Impressionné, Nicolas ne dit plus rien. Mais le soir, après le souper, plutôt que de dormir, il garda l’œil ouvert après avoir déposé près du sapin un verre de lait, un biscuit et…
Quand il entendit trotter sur le parquet de bois, il sut que sa visiteuse était revenue. Il descendit du lit et, sans faire de bruit, se coucha sur le plancher puis s’approcha du salon, en rampant. Il l’aperçut! À peine plus grosse qu’un pouce, mignonne comme tout et sa tuque sur la tête.
Allait-elle manger le biscuit du père Noël et à jamais garder l’apparence d’une souris? Elle s’approcha du sapin, leva son museau, huma l’air et repéra le biscuit! Elle en sentait les arômes sucrés et s’en pourléchait les babines. Elle trottina encore un peu, s’approcha, et le prit entre ses pattes, prête à le croquer.
Mais alors, elle vit une enveloppe sur laquelle était écrit : « À Grignote, pour Noël. »
Intriguée, elle saisit l’enveloppe d’une main, en grignota le contour et l’ouvrit, tout en gardant le biscuit dans son autre main. Le cœur de Nicolas battait bien fort. Grignote lut la carte qu’on lui avait adressée : « Ma chère Grignote. Je te trouve très jolie. Tu es sûrement gentille. Alors, pour faire plaisir au père Noël, accepterais-tu de ne pas manger le biscuit que maman a préparé pour lui? Ce serait le plus beau cadeau que tu puisses me faire, car tu es une fée et j’adooore les fées! »
La petite souris, au bord des larmes, déposa le biscuit et chercha du regard, autour d’elle, celui qui avait signé la lettre : Nicolas.
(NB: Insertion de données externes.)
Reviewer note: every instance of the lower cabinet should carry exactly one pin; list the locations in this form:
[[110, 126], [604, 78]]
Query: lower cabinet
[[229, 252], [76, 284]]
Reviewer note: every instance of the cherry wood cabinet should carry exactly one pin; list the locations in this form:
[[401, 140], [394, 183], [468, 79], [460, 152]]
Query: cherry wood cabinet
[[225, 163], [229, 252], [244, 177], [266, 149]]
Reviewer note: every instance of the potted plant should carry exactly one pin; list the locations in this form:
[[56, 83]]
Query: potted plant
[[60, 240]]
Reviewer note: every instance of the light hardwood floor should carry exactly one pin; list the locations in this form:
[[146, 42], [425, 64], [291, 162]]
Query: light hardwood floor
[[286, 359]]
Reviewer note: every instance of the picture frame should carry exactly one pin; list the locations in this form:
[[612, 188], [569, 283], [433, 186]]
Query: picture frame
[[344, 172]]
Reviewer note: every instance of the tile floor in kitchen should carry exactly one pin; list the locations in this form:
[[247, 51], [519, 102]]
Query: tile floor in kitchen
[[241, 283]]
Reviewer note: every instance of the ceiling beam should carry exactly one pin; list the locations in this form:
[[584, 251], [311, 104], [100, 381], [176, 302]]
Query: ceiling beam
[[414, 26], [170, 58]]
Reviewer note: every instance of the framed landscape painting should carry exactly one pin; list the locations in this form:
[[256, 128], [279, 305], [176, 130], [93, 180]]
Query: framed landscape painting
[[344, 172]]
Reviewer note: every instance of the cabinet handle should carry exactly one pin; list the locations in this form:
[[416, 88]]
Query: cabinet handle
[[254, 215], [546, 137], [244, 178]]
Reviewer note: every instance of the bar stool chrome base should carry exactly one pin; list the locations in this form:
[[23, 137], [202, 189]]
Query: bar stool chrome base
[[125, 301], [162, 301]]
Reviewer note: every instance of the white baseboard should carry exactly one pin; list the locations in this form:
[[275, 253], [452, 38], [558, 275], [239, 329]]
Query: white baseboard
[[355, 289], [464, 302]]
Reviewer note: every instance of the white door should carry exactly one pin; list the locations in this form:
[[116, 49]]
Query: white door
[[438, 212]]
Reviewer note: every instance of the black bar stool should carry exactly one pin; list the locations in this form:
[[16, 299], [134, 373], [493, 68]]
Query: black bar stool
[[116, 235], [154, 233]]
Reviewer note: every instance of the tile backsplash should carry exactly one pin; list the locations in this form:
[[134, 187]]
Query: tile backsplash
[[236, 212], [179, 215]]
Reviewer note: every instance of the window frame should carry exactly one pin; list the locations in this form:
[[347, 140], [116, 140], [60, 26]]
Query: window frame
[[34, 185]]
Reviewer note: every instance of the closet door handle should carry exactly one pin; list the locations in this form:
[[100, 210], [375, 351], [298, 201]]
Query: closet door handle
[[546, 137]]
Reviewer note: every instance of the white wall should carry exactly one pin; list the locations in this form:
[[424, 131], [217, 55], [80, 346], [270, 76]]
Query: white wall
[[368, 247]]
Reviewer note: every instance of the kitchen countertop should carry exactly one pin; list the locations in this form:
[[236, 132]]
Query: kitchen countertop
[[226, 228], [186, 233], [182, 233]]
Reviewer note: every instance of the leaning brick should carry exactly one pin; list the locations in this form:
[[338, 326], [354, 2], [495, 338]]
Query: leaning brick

Le garçon n’osait bouger. Il restait là, le cœur battant. Grignote l’aperçut et lui sourit. Tout doucement, alors, l’enfant vit apparaître autour de la petite souris des milliers d’étoiles. Puis, tout doucement aussi, le corps du petit rongeur se transforma, devint lumineux, de plus en plus clair, jusqu’à devenir presque transparent! Née de la lumière et de la couleur des étoiles apparut alors une minuscule fée aux grands yeux verts, à la fois libellule et papillon. Elle s’éleva un peu dans les airs, s’approcha de Nicolas et déposa sur sa joue un baiser humide et froid comme la neige.
– Merci, Nicolas, dit la jeune fée, d’une voix cristalline. Tu m’as délivrée de mon sort. Tu m’as aussi guérie de mon vilain défaut.
Eh bien, à compter de ce jour, jamais la fée Grignote n’a croqué les biscuits offerts au père Noël. Si, parfois, quelques bouchées disparaissent encore, c’est le fait de vraies petites souris… ou de papas gourmands!